Sometimes you find a wine that belies its packaging.  Depending on the type of packaging, sometimes it ends up good and sometimes it ends up not so great.

When you see primary colors and some shtick, usually it’s not so good.

This is a good one.

When I picked up the ’04 Gravity Hills Zin, I did so based on a wine monger recommendation.  It was on end-cap and on sale—$13.99 – so I didn’t think much about it.  “It’s a decent Zin probably, but nothing special,” I thought to myself.

“A Paso Zin with flashy packaging—it’s probably bulk wine dropped into a bottle with an eye-catching label,” said my inner skeptic.

This purchase was six or seven months ago, damn near a half-life for wine at this price point, and in the interim I have pulled the cork on plenty of other stuff, and bought plenty of wine, as well.  This week, though, after drinking three clunkers in a row, I was ready for something decent and opened the Gravity Hills almost out of mercy.  A fourth clunker in a row, on the streak I was on, wouldn’t have surprised me, or even aggravated me.

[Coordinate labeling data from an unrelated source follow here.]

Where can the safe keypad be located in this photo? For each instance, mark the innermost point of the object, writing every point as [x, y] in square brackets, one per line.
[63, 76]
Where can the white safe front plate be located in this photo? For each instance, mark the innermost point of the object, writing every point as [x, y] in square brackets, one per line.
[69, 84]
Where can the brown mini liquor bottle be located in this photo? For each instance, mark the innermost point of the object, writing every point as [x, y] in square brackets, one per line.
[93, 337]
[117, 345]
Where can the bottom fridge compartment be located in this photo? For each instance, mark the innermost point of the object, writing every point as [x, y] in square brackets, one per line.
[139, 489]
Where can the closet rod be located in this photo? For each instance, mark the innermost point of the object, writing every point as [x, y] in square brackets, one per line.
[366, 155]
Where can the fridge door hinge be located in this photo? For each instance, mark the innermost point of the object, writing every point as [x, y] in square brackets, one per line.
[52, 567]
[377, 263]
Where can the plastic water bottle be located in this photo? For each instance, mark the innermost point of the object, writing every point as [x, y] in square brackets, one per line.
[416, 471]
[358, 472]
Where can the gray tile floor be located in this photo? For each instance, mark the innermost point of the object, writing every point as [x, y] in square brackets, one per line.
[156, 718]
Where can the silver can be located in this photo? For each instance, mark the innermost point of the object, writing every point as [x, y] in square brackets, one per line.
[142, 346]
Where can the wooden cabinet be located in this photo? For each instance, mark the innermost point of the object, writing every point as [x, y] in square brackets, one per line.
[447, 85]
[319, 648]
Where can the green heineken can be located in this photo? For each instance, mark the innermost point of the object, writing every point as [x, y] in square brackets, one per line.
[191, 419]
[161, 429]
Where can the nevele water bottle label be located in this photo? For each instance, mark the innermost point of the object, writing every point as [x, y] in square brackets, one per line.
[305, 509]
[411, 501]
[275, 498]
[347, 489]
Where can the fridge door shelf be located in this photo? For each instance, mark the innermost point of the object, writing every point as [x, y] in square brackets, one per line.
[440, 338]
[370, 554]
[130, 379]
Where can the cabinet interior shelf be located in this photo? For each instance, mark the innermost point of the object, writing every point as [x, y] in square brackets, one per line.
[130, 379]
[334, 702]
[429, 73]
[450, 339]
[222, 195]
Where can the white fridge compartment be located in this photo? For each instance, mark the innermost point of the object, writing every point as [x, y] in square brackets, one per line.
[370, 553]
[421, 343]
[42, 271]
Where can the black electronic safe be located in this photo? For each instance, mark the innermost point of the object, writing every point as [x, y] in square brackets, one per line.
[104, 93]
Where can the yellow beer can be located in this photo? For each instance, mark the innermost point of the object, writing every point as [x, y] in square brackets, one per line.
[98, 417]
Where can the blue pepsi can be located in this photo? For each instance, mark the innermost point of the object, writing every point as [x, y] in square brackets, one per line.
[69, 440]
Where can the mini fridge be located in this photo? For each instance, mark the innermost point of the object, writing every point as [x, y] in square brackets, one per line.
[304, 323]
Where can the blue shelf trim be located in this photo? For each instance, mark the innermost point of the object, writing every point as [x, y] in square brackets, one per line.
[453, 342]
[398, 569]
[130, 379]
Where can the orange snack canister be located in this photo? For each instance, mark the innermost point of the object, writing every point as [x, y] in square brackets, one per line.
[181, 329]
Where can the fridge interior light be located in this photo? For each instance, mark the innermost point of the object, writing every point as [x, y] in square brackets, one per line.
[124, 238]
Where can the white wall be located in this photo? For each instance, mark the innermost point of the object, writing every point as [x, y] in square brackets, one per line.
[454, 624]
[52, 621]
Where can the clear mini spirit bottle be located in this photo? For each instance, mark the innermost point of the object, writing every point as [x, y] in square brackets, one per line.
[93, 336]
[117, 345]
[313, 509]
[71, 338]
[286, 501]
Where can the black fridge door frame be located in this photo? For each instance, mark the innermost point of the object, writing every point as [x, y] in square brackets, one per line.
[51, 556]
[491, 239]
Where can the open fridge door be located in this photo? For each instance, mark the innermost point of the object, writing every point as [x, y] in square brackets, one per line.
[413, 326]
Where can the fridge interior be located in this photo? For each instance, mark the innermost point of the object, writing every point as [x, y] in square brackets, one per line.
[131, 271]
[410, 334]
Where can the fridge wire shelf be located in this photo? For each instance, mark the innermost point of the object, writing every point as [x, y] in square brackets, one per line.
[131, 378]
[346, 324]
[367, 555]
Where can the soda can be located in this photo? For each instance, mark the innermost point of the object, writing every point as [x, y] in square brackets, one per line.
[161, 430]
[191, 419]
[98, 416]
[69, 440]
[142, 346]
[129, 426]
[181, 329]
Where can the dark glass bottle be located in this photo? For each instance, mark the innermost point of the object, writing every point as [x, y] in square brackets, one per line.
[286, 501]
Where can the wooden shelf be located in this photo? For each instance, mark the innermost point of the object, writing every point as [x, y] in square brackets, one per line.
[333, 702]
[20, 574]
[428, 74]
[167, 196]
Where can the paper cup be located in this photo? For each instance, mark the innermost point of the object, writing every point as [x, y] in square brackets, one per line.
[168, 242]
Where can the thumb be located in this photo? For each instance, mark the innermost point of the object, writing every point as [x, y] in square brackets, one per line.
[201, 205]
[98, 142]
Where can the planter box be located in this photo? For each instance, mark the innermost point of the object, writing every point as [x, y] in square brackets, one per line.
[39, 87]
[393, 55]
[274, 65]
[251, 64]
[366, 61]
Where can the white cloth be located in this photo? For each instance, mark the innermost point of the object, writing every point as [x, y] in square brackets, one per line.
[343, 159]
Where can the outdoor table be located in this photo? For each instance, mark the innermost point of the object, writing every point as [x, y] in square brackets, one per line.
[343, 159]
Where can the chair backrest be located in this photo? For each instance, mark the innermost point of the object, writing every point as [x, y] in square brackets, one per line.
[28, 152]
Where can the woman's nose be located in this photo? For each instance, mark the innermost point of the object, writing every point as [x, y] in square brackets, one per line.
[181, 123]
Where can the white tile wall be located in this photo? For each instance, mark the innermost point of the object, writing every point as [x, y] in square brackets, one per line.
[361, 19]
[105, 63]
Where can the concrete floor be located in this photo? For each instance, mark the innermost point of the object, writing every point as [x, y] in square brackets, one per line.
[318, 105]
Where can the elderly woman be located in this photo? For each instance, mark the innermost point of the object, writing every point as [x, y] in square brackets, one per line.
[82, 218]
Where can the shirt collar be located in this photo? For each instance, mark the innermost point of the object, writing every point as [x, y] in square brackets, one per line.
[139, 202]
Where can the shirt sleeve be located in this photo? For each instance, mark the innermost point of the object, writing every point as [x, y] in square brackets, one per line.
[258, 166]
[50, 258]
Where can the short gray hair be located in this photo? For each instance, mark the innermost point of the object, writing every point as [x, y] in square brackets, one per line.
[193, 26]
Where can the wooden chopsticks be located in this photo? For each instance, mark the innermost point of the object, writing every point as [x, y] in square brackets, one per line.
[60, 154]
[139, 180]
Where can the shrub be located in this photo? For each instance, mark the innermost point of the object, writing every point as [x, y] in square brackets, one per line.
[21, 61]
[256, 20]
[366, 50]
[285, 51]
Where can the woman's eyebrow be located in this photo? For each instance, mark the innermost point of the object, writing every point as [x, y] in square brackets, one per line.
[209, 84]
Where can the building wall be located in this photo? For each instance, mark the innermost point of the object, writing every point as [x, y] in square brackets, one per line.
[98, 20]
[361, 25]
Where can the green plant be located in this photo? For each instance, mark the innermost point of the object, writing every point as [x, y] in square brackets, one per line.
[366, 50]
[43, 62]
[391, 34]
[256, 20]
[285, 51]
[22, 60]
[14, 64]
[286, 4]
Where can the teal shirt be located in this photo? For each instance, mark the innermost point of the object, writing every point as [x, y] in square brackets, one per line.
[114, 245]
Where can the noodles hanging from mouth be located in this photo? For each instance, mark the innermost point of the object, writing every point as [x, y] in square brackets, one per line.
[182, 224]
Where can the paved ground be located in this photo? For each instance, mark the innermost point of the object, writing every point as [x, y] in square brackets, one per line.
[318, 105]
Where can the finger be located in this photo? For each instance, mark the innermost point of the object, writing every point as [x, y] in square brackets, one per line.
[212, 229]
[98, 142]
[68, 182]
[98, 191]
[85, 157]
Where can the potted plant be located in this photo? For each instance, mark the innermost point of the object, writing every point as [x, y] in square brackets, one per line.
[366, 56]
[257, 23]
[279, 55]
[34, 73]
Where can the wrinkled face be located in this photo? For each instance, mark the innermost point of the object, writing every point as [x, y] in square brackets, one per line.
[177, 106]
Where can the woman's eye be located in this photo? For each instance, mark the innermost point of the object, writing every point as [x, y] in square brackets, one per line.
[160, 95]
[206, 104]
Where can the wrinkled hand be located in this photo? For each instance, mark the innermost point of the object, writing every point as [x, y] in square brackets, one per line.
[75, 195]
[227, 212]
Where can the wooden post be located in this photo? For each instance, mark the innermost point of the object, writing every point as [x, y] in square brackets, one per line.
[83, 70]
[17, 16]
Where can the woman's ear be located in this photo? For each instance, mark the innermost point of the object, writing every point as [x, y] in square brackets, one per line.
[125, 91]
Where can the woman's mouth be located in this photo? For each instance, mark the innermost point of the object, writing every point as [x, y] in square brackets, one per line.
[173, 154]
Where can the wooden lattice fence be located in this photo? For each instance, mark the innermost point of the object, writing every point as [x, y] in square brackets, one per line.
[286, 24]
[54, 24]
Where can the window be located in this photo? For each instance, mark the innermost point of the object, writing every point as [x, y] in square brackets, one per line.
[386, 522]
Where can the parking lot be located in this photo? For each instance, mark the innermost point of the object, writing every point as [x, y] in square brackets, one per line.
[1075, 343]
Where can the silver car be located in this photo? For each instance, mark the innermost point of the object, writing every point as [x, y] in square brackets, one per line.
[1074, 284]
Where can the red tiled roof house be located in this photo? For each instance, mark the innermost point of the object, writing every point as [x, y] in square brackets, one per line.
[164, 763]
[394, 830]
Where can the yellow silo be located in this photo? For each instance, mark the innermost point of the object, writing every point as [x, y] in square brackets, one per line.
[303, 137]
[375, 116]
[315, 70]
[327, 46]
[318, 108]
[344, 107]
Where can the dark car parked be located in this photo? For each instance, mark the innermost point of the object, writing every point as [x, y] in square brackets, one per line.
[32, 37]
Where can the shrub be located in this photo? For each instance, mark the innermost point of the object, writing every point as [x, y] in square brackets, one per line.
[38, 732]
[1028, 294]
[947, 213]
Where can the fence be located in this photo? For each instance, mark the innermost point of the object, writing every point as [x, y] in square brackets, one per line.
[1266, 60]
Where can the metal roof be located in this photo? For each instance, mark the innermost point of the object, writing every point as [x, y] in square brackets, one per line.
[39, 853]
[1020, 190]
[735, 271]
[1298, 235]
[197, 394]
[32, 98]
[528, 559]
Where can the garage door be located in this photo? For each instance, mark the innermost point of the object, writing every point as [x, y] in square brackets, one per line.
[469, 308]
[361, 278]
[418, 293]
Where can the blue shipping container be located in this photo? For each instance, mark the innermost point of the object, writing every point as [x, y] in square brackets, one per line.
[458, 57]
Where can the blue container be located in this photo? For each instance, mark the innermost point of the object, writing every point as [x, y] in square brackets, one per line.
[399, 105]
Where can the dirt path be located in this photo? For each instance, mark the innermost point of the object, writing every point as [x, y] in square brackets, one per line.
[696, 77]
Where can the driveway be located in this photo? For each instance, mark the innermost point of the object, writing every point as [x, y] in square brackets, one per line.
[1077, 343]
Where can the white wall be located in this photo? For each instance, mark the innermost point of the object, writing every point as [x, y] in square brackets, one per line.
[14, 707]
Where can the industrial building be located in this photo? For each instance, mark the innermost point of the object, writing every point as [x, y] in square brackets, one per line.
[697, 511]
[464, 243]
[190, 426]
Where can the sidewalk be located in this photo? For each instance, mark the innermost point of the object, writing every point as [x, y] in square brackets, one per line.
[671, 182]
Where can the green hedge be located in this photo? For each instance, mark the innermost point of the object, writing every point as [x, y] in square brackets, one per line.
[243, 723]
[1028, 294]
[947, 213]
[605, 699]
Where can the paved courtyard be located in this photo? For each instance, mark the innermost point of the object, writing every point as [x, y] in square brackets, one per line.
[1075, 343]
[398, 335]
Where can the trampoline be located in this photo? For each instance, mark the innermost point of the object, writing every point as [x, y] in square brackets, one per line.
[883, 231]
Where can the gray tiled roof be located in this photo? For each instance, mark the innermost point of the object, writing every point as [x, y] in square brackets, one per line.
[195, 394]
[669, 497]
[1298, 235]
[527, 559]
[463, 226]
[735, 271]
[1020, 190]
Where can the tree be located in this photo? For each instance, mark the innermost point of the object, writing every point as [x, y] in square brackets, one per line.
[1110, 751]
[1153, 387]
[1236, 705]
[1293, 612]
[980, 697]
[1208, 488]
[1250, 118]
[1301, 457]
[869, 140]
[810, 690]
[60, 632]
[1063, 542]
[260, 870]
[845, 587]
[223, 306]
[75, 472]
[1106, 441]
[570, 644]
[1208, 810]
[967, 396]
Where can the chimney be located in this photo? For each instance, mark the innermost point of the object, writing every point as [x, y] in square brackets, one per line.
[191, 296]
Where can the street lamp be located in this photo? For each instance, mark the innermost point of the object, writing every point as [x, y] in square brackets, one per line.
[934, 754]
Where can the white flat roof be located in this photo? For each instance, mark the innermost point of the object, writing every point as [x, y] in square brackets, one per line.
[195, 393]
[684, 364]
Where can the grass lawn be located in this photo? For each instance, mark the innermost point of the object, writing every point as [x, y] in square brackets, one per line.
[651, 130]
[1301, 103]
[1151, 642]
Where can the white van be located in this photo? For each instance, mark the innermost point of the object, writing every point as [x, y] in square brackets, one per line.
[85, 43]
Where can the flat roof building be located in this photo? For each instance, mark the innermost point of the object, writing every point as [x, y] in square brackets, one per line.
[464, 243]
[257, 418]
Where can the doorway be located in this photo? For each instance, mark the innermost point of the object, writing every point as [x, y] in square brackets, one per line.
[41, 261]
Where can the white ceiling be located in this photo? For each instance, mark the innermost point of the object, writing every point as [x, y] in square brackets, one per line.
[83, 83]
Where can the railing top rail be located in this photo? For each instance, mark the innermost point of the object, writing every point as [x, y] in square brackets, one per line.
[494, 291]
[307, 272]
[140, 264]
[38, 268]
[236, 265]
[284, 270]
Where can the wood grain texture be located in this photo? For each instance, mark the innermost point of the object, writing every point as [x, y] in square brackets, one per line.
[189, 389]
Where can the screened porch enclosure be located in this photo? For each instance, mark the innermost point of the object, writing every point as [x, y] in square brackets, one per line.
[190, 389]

Fortunately, the Gravity Hills does, indeed, belie its packaging and is a good wine.  It’s a good wine for $13.99 and a good wine for much more than that.

And, upon further inspection, I need to give Gravity Hills a break, because their packaging, while demonstrating some eye-popping primary colors, in addition to holding some superb Zin and presumably an equally good Syrah, also masks a pretty interesting story, too.

The name Gravity Hills comes from the steep evaluation of their vineyards.

From their web site:

At Gravity Hills, farming is an uphill battle, but we’re not alone…

Mosel, Germany: so much topsoil washes down when it rains that workers have to haul it back up in buckets.

Priorat, Spain: too steep for tractors. Only mules are surefooted enough to pull the weeders and plows.

Côte Rôtie, France: vineyard workers in the “roasted coast” rope themselves in with harnesses at harvest time.

So, why bother?

Sun-exposure, wind-stress and quick drainage on slopes produce unique, complex wines.

How steep are we talking, anyway?

Our vineyards slope from 20° to 45°.
• *Most cars can’t climb hills with a slope over 30°.
• *Nine out of ten avalanches occur on slopes from 25° to 45°.

In ski terms:
18 – 22° = Green
23 – 30° = Blue
30 - 35° = Black
40° = Low end of extreme mountaineering!
60° = A quick and certain death!

Huh, who knew?  These grapes are from hills that are as steep as a Black Diamond ski run.  I guess I’m just damn glad I don’t have to work the vines, all I have to do is get out a corkscrew—something I recommend you do as well with this tasty Zin.

My review is here.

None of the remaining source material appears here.